More Employers Want You to Show Your Stripes First

Like global warming, certification is coming, and information technology professionals had better get with the program. 

More Employers Want You to Show Your Stripes FirstCertification of IT professionals already is heating up, as evidenced by the hundreds of VMware followers who attended the certification breakout sessions at the VMworld show in San Francisco. They wanted to learn more about how they can achieve the vendor’s coveted mid-level and expert ranks, and thereby command better salaries at their current employer, or become more attractive to a future one. 

Adding fuel to the certification fire: a statewide California study of more than 600 companies that found more employers are asking for a set of professional IT standards and related certification programs. 

"The problem is that a lot of technology skills are not standardized so that employers know what they’re getting when they hire people," explains Josh Williams, president of BW Research Partnership, which jointly conducted the study with the California Community Colleges Economic and Workforce Development Centers of Excellence and the Mid-Pacific ICT Center. "Among employers, we are seeing a desire for uniform industry training and certification of people."   

Williams says that roughly half of all firms responding to the survey indicated that they would value a structure aligning ICT job requirements and educational credentials, as well as for a credential certifying ICT user, or digital literacy, competency. 

Also, more information and communications technologies (ICT) professionals are hired from outside companies than developed and promoted from within. Although technical skills are viewed as the most important during the hiring process, other capabilities – including interpersonal communications skills, creative problem-solving skills, and an ability to work with different groups or departments – were valued, as well. In other words, it’s not enough to just have technical knowledge and skills to make it into the ICT workforce at most companies. 

– Doug Bartholomew

Comments

  1. BY Greg says:

    “Like global warming, certification is coming, and information technology professionals had better get with the program. ”

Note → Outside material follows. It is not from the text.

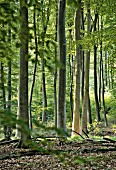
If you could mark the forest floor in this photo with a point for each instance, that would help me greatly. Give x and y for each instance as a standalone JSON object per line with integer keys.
{"x": 87, "y": 154}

    IOW certification is _not_ coming?

  2. BY Brenton says:

    And its about time. Certifications bring value to employers and employees alike.

    For employers, industry certifications vastly simplify the initial screening phase of the hiring phase, as well as adding some objectivity to the salary calculation phase.

    And certification programs help IT professionals measure their competency in different fields as well as bringing some objective recognition for that.

    If employers really want to see widespread adoption of industry certifications throughout industry, I think they should encourage this by paying the exam fees when their employees take tests.

  3. BY American Citizen says:

    I have been in the IT Industry for 15 years now.
    I thought that having a masters degree from a very good university and Certifications would at least help keep my job from being outsourced or prevent a lesser skilled H1-B visa holder from marching into my office with my manager and being told to train my replacement.
    Well, no such luck.
    Since 2002 I have been laid off (a nice term for being fired) 5 times due to cheap lesser skilled foreign labor.
    I have 16 certs from A+ to CISSP to Oracle to top MS certs, even my PMP. I have been unemployed now for six months. I get interviews, but the jobs pay less or just a bit more than I can draw on unemployment.
    I’m in the TAA program and combined with PELL grants I am getting my RN degree.
    No more IT for me.

  4. BY Sam Bulmer says:

    The only problem with certification is the buzzards that it attracts. Companies, in it for profit, certifying who ever them can. My experience at both GE and
    AT&T, was that certification did nothing but screen out people we may have wanted to talk to, rather than shorten the list. Rapidly, everyone working, but concerned that they maybe fired because of their performance will be certified. Where really good people, unemployed or new to the market will not be able to afford certification. Make the standards for certification high and the process FREE.

  5. BY Anne says:

    I think it SUCKS that they (the client) can change the rules w/o any kind of heads up. First they want 10+ years of experience. Then they want the 10 years of experience w/a degree in IT and let’s throw a few certs in there. Really??? Who’s paying for all of this? Did I mention there is no increase in pay. Again, REALLY?? When do these people have the time to study? I can only speak for the clients I deal with and that would be the Federal Government, and Dept. of Defense. And why is it that the same rules don’t apply to the government employee(s)? A Consultant needs to be compliant in a matter of months but the government employees has a couple of years? Of course the federal government is sending the employee to boot camps, classes and paying for them to either pass or fail the examines – wanna guess who is paying for that. You work? You pay taxes? You are!!!

  6. BY emmanuelmaclar says:

    i want it to advance in the Africa and for that matter Ghana because the syllabus is not well structured and lack of able tutors to handle the subject and have lead to the poor growth of it.